The tracker maps country-specific reporting units to the European NUTS 2016 regional classification. This makes regional COVID-19 data comparable across countries, even when the original data are reported using national administrative units.

The workflow includes:

  1. collecting raw data from official or official-derived sources,
  2. cleaning and standardizing country-level files,
  3. mapping national regions to NUTS regions,
  4. merging country files into one European master dataset,
  5. calculating daily cases and population-normalized case rates,
  6. producing maps and visualizations of the regional spread of COVID-19.

The paper is also explicit about the underlying limitations. Regional boundaries sometimes change, some countries do not provide exact NUTS-level data, and several sources contain reporting lags or retrospective corrections. These issues are documented rather than hidden, making the tracker useful not only as a dataset but also as a guide to the quality and comparability of European regional COVID-19 data.

Open Data and Replication

A major strength of the project is that it is fully reproducible. The raw files, cleaned files, Stata code, GIS files, processed master dataset, and maps are made available online.

The main repository for the project is COVID-19 European Regional Tracker.

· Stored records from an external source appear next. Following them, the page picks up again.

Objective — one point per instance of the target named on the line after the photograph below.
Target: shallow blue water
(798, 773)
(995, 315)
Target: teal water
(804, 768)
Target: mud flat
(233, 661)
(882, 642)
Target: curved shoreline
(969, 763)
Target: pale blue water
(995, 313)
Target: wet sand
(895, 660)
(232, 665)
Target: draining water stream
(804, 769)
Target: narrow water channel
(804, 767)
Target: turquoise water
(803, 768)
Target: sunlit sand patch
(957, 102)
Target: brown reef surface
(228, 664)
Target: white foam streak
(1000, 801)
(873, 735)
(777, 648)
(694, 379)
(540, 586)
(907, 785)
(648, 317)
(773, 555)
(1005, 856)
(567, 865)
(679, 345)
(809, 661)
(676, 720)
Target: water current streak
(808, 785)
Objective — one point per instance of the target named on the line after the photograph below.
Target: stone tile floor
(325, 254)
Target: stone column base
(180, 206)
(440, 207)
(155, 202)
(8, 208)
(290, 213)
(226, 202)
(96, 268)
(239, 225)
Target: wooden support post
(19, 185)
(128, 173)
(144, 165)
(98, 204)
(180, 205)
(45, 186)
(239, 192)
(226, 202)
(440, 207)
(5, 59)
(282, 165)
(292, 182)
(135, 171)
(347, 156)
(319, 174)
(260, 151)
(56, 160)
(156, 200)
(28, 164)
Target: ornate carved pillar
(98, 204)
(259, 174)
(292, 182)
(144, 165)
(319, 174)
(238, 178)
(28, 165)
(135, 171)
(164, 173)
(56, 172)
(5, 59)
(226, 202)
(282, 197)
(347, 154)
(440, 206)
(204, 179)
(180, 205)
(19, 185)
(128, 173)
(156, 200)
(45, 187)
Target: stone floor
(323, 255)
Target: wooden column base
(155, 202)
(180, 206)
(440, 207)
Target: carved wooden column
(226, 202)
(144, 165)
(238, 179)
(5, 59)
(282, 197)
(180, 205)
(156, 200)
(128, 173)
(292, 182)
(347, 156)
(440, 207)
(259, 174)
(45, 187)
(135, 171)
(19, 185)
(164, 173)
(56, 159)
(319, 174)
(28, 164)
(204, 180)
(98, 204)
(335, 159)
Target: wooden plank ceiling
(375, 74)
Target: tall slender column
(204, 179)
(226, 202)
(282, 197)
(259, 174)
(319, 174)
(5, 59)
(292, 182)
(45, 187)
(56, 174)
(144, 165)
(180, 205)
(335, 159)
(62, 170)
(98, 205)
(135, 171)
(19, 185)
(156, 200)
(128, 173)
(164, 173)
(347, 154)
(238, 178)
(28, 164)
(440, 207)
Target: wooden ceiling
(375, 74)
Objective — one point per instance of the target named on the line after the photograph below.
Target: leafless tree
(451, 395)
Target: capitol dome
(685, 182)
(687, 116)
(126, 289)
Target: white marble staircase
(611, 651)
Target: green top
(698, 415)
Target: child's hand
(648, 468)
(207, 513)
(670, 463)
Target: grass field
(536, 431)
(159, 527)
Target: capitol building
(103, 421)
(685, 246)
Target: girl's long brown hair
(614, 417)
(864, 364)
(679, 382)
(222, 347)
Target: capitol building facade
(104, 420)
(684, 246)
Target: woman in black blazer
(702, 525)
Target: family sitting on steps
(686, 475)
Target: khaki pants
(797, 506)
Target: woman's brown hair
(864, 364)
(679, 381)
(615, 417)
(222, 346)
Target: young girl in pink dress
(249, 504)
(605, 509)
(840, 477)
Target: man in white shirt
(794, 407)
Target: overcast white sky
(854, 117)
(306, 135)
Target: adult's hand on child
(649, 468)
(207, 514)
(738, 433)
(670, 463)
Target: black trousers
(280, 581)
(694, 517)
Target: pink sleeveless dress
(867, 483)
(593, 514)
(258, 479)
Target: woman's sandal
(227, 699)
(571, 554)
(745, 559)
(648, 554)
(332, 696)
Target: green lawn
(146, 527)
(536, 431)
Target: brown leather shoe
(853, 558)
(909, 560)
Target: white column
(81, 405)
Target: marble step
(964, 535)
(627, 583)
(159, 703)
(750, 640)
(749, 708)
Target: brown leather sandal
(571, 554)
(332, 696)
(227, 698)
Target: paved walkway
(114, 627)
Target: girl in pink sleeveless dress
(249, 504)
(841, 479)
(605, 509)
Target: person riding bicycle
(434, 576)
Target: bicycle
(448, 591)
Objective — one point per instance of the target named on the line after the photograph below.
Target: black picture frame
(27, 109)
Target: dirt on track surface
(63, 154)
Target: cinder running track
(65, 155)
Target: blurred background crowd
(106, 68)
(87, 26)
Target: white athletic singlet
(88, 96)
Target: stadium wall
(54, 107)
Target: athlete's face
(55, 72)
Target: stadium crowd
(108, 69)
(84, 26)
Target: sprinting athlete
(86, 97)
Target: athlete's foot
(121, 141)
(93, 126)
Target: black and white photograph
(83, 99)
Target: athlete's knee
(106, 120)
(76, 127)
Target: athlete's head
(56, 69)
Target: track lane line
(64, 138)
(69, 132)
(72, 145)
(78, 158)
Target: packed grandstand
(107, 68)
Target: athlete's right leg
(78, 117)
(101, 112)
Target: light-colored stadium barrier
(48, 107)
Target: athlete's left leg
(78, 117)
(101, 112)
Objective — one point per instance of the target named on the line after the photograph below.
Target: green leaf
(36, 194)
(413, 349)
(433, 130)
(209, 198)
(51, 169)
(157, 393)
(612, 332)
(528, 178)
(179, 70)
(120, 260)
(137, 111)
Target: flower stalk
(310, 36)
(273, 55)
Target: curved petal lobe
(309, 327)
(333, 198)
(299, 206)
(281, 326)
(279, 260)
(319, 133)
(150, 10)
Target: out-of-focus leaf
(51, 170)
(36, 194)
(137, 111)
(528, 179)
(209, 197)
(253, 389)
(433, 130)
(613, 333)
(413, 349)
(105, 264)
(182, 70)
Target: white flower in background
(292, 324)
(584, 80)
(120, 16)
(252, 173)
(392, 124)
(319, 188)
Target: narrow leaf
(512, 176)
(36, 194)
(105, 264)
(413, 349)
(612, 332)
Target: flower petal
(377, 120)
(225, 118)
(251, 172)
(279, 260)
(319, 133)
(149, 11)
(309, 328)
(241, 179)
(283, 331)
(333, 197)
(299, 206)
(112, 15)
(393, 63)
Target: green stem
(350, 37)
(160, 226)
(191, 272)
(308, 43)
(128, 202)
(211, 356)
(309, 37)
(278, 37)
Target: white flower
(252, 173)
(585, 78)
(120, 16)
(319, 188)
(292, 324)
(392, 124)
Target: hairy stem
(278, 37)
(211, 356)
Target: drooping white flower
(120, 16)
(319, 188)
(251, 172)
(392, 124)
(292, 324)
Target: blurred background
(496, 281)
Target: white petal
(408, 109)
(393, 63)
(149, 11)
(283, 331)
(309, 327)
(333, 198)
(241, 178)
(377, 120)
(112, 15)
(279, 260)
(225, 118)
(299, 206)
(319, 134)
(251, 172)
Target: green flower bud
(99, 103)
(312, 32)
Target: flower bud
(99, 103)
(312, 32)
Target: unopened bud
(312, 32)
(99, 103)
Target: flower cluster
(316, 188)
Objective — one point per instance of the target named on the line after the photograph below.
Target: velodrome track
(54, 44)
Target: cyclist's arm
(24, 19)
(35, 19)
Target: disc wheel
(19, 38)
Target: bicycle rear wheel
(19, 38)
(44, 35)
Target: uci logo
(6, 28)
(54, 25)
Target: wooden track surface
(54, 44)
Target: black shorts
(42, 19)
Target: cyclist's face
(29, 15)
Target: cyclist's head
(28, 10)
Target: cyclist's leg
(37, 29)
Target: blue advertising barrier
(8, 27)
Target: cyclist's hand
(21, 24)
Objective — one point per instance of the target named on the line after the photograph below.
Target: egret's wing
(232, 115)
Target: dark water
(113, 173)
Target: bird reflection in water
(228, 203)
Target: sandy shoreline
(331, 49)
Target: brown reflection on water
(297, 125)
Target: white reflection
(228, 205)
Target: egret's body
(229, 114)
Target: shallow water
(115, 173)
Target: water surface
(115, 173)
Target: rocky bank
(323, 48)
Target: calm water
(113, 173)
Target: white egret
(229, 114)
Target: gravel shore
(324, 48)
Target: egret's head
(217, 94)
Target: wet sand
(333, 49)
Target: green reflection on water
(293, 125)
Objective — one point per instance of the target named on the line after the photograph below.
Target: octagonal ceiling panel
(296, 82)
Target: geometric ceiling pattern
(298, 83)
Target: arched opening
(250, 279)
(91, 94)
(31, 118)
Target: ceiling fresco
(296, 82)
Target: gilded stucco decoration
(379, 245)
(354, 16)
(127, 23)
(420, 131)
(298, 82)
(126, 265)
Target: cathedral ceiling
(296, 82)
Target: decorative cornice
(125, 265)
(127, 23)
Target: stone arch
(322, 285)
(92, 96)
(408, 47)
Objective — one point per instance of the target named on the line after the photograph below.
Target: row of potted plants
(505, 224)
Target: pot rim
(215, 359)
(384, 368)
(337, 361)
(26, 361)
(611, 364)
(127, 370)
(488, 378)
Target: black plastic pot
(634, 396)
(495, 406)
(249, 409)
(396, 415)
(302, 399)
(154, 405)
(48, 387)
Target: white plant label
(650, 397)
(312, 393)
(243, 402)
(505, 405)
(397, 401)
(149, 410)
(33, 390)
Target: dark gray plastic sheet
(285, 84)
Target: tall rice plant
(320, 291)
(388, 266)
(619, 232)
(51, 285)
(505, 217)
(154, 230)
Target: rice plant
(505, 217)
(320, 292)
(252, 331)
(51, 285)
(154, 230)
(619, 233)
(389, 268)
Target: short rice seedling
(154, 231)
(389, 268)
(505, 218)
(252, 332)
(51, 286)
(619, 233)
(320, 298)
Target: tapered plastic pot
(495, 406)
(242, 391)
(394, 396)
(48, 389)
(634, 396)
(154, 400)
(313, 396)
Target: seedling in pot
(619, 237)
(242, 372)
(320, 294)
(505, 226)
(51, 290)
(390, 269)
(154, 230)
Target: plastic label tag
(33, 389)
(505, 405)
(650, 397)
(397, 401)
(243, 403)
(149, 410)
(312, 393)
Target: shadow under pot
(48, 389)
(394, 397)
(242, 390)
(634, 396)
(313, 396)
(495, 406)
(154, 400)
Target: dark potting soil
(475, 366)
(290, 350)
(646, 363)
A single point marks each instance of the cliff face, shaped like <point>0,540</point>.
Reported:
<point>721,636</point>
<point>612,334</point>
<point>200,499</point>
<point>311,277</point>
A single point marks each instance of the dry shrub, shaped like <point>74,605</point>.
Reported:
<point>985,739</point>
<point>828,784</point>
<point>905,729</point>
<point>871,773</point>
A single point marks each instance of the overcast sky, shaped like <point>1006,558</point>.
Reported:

The repository contains the complete workflow, including country-specific scripts and master files. The project was also released through Zenodo under a Creative Commons Attribution 4.0 International license, making it easier for others to reuse, audit, and extend the data.

What the Tracker Contributes

The COVID-19 European Regional Tracker contributes in three main ways.

First, it provides a harmonized regional dataset at a much finer spatial scale than standard country-level COVID-19 databases.

Second, it documents the data infrastructure behind pandemic monitoring in Europe, showing which countries had accessible, machine-readable, and regionally detailed data, and which relied on less transparent or harder-to-process formats.

Third, it supports spatial and policy analysis by making it easier to compare regional outbreaks, identify hotspots, and examine the relationship between COVID-19 spread, population, borders, and containment measures.

Conclusion

The COVID-19 pandemic generated an extraordinary amount of public data, but much of it remained fragmented across national systems. The COVID-19 European Regional Tracker was designed to make this information comparable across European regions.

By harmonizing daily regional case data for 26 countries, the tracker provides a foundation for studying the spatial dynamics of the pandemic in Europe. More broadly, it highlights a general lesson for crisis monitoring: data availability alone is not enough. Data must also be accessible, comparable, documented, and reproducible.

The project shows how open data, transparent code, and regional harmonization can improve our understanding of how crises unfold across space.